Glasgow’s Educational Institute of Scotland is threatening industrial action over council plans to introduce a 33-period timetable structure in all 29 secondary schools.

The union claims the restructuring will save the council 44 teachers’ jobs by allowing schools to use the full 22.5 hours class contact time. A council spokeswoman said the 30-period model was not sufficiently flexible.

The Royal National Institute for the Blind in Scotland has marked Right to Read Week by renewing its call, first made a year ago to the Scottish Executive, for a national educational transcription service which would ensure pupils with sight loss received books and learning materials in the format that suits them, at the same time as their sighted classmates, to a uniform quality, wherever they live. John Legg, director, said for many of the 1,100 blind and partially sighted pupils, last year had been one of missing books, incomprehensible handouts, and wasted lessons.
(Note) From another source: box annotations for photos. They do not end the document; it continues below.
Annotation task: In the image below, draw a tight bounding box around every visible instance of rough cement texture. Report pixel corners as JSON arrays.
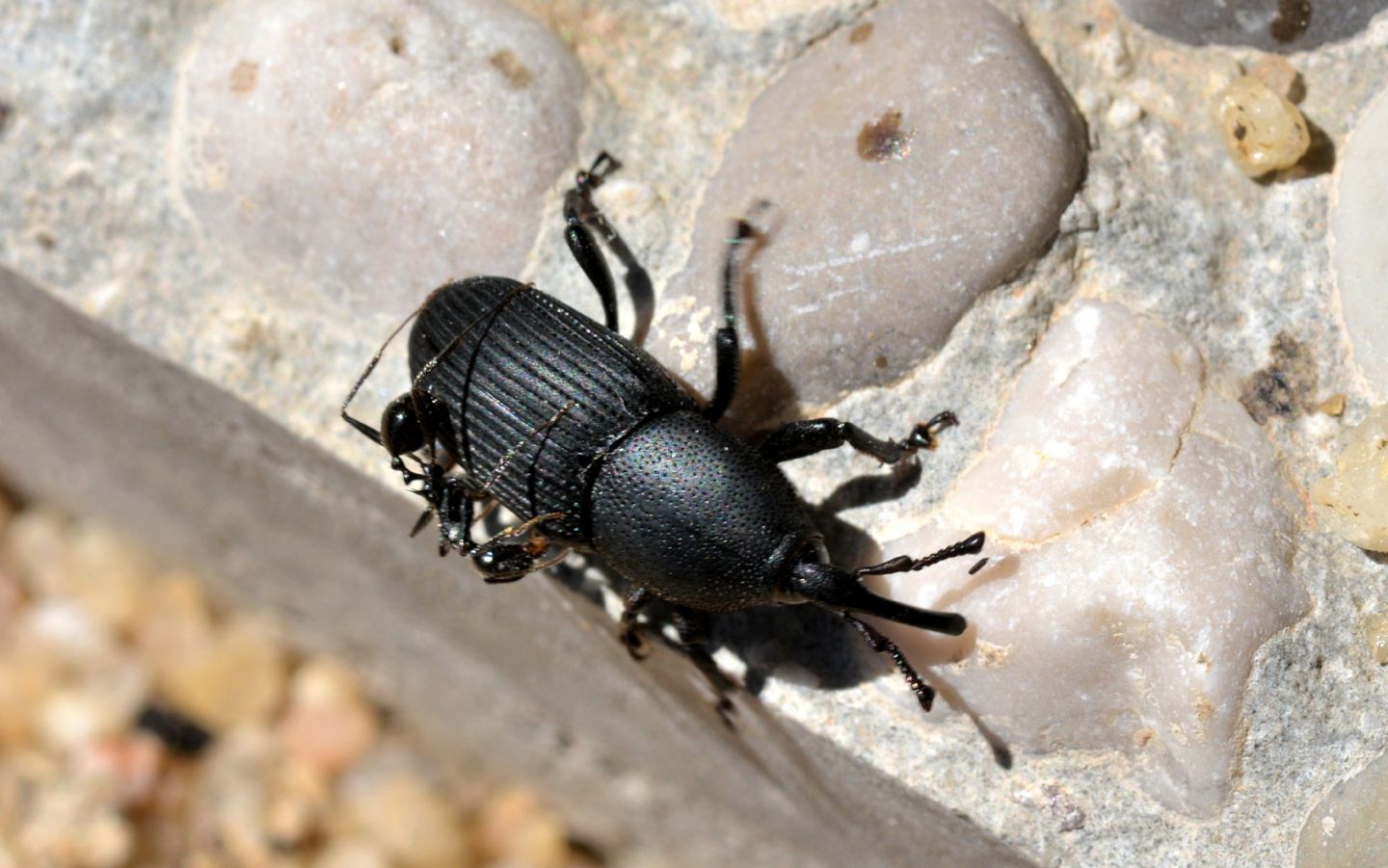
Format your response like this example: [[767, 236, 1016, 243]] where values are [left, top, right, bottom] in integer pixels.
[[0, 0, 1388, 865]]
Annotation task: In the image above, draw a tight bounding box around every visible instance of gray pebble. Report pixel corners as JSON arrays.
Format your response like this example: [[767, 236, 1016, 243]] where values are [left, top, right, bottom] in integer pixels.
[[654, 0, 1084, 413], [174, 0, 583, 315]]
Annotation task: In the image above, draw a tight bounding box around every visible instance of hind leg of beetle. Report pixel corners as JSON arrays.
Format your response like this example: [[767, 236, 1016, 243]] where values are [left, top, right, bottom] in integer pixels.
[[839, 612, 936, 711], [618, 585, 655, 660], [758, 410, 959, 464], [564, 151, 653, 331], [671, 606, 737, 726]]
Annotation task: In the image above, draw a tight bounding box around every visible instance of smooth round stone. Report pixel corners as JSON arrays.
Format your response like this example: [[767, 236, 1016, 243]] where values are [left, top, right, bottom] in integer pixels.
[[653, 0, 1084, 407], [176, 0, 583, 313], [1330, 92, 1388, 398], [1117, 0, 1388, 51], [873, 301, 1310, 817]]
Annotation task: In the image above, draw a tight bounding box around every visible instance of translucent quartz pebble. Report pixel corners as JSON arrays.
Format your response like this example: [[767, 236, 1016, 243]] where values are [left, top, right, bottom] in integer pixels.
[[1119, 0, 1388, 51], [176, 0, 583, 315], [653, 0, 1084, 404], [1296, 757, 1388, 868], [1330, 92, 1388, 400], [884, 301, 1307, 814], [1214, 75, 1310, 177], [1310, 404, 1388, 552]]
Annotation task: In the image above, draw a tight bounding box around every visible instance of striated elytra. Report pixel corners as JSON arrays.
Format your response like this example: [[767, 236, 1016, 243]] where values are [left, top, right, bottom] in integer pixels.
[[343, 154, 983, 710]]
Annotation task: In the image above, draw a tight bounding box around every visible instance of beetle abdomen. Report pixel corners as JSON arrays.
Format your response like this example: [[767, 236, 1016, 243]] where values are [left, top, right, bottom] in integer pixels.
[[591, 411, 817, 612], [410, 277, 694, 545]]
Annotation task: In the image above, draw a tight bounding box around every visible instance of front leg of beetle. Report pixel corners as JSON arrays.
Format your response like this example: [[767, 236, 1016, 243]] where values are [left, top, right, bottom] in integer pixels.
[[465, 513, 569, 585], [758, 410, 959, 464]]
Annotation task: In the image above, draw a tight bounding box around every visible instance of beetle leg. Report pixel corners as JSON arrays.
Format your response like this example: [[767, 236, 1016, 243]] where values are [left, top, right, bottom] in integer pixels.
[[671, 606, 737, 728], [704, 221, 757, 422], [564, 151, 654, 333], [616, 585, 654, 660], [465, 510, 569, 576], [854, 531, 987, 575], [758, 410, 959, 464], [839, 612, 936, 711]]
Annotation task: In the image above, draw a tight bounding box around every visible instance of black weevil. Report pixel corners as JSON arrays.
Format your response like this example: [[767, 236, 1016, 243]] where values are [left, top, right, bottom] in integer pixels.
[[341, 154, 983, 710]]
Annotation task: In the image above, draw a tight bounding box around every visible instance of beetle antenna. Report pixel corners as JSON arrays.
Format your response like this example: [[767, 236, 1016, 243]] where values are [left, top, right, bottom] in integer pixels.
[[341, 293, 435, 446], [789, 563, 969, 637]]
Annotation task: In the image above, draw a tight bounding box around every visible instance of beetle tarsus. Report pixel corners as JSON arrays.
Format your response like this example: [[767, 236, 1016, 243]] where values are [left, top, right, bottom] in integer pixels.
[[760, 410, 959, 464], [840, 612, 936, 711], [618, 585, 653, 660], [564, 151, 654, 336], [855, 531, 988, 575]]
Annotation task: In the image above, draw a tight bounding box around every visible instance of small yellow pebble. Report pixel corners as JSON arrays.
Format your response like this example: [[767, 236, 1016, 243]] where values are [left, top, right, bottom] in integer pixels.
[[1214, 75, 1310, 177], [476, 788, 569, 868], [1310, 404, 1388, 552], [1365, 612, 1388, 666], [348, 776, 470, 868], [162, 616, 286, 731], [277, 657, 381, 774], [1319, 392, 1345, 416]]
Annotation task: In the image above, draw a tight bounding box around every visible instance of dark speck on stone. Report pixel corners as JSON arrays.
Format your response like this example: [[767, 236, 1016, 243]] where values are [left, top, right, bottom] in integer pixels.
[[1238, 332, 1316, 424], [1268, 0, 1310, 44], [858, 108, 915, 162], [489, 48, 534, 91], [135, 706, 212, 755]]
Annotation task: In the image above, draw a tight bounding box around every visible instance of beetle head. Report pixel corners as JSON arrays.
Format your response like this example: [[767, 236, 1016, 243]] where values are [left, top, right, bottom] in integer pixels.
[[381, 389, 442, 458]]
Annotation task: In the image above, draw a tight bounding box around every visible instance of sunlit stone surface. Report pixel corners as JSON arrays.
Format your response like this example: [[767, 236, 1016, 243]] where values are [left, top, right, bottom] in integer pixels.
[[176, 0, 583, 313], [886, 302, 1307, 814], [1330, 92, 1388, 400], [654, 0, 1084, 407], [1310, 405, 1388, 552], [1296, 757, 1388, 868]]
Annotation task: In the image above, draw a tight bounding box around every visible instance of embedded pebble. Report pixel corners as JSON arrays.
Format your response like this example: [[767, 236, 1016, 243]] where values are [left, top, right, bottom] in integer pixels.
[[1310, 404, 1388, 552], [0, 504, 577, 868], [884, 301, 1307, 815], [161, 617, 287, 732], [473, 788, 569, 868], [1296, 755, 1388, 868], [1119, 0, 1388, 51], [1214, 75, 1310, 177], [1330, 91, 1388, 400], [1363, 612, 1388, 666], [651, 0, 1084, 407], [278, 659, 381, 774], [174, 0, 583, 315], [347, 776, 469, 868]]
Staff at Edinburgh’s Stenhouse Primary are spearheading a development project to drive up school leadership in Malawi. Stenhouse head Marlene Galashan, and Fiona Christie, depute head at Corstorphine Primary, will provide training for 40 headteachers and divisional managers in the Mzuzu and Mzimba areas. Subsequently, 12 course participants will visit Edinburgh to shadow their counterparts.
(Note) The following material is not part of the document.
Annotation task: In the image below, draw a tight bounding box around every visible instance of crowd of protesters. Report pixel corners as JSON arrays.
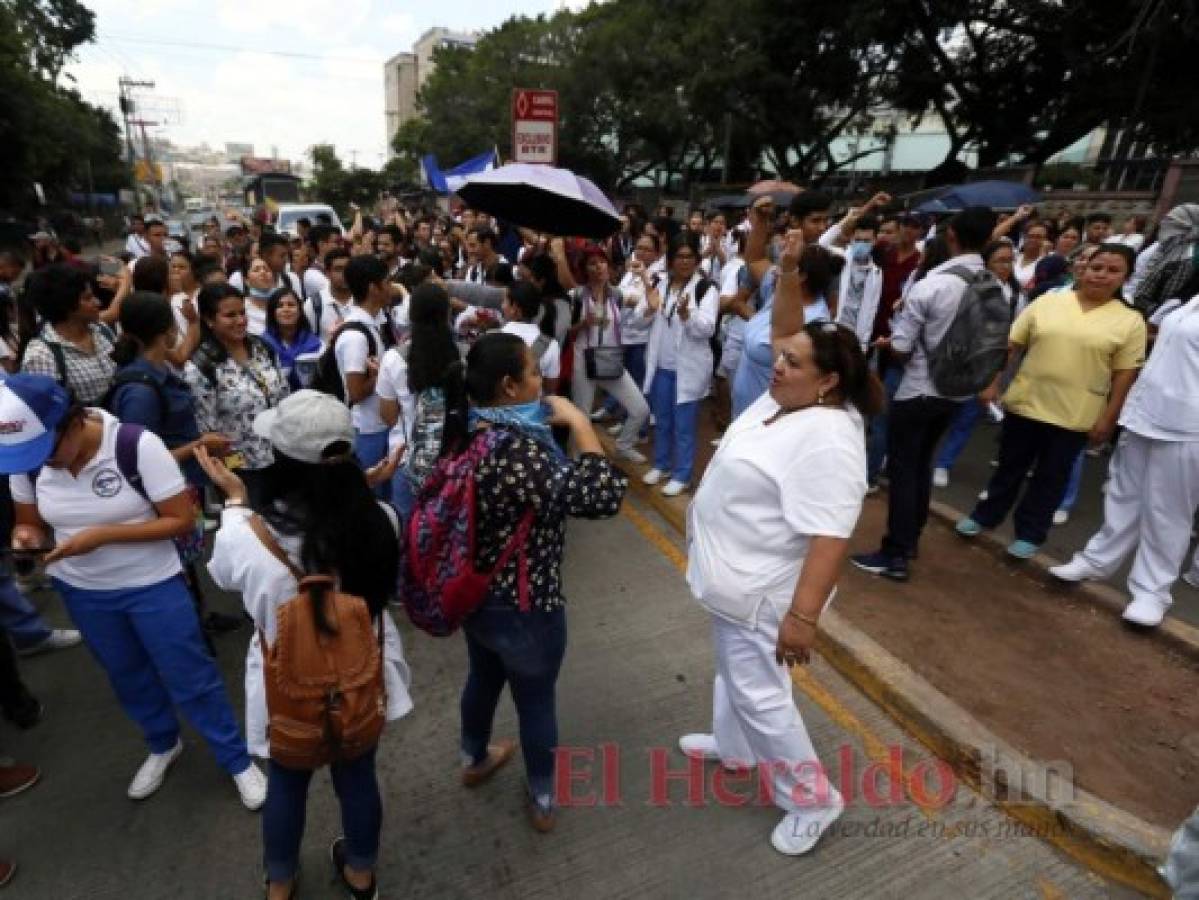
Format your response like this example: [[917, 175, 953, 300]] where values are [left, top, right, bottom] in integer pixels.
[[0, 184, 1199, 899]]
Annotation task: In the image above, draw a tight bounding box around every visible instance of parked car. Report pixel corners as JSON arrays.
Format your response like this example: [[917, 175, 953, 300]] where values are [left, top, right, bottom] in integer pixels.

Children’s views would be better heard if the voting age was reduced to 16, the annual Children in Scotland conference heard last week. The idea was backed by the SNP, Lib Dems and Greens.
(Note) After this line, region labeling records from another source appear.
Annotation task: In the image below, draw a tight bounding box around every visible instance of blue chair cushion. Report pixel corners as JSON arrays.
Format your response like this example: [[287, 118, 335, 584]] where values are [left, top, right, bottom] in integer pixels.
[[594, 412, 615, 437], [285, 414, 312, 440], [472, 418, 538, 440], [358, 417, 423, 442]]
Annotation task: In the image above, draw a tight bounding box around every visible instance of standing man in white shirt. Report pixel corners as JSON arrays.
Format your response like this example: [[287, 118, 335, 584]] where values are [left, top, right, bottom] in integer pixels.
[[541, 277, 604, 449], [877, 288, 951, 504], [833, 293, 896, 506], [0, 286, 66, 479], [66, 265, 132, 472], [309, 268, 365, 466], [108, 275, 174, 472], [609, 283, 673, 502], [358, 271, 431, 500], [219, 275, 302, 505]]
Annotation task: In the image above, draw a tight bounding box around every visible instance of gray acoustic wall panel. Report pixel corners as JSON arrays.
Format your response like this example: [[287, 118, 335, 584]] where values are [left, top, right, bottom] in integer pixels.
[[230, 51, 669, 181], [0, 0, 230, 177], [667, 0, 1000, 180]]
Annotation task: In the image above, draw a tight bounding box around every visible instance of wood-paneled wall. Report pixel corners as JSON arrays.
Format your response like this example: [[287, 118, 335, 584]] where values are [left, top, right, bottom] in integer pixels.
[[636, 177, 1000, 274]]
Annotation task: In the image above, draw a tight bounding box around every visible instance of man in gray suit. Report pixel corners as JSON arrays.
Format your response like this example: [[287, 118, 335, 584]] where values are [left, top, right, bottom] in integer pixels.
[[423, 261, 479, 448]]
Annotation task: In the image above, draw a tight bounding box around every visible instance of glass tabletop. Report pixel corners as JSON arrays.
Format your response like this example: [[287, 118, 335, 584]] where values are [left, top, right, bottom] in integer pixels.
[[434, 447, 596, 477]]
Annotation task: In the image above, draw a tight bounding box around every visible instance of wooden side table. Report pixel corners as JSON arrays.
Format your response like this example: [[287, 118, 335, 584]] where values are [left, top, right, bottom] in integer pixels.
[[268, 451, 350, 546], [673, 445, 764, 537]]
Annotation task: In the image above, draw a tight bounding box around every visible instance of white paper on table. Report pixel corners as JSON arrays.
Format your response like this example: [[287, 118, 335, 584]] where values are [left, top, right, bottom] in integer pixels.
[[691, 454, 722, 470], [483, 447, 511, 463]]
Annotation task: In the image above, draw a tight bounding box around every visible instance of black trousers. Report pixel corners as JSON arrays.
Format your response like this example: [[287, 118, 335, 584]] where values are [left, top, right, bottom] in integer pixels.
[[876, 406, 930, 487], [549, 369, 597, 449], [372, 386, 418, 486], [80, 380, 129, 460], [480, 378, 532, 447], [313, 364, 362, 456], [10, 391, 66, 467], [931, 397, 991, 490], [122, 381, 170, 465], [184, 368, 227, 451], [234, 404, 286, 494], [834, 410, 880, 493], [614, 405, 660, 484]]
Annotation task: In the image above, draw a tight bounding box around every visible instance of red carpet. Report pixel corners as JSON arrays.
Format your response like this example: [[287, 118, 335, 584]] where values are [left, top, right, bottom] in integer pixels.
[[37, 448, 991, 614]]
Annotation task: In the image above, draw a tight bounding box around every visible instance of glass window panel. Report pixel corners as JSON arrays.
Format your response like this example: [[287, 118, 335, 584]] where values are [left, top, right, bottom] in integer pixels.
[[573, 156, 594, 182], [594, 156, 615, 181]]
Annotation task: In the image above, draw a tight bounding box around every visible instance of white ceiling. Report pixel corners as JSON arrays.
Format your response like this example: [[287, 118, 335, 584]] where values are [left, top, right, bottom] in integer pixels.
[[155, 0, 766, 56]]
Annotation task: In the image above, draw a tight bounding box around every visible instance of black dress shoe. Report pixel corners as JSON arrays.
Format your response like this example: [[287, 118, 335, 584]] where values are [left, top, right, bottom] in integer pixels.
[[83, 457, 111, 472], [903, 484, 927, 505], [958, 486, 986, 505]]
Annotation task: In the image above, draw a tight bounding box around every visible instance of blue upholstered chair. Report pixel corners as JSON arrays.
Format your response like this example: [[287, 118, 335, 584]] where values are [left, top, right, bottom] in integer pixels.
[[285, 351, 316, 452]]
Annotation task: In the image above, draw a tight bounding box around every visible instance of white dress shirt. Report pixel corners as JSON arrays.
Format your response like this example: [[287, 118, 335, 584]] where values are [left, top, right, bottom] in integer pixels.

Labour MSP Cathie Craigie said her party was considering the idea.

Meanwhile, childhood expert Sue Palmer and author of Toxic Childhood told delegates less bureaucracy north of the border made it easier to implement policy changes, and that a stronger sense of national culture provided a better base for grassroots changes in communities.

The Royal Bank of Scotland is introducing 100 bank branches into primary and secondary schools in deprived areas in an initiative to boost personal finance education among youngsters. “School Money u the school bank from RBS” will recruit pupils to run each bank.

Pupils will receive cashier training and can open savings accounts, pay in money, and receive statements, but can’t withdraw money from school branches.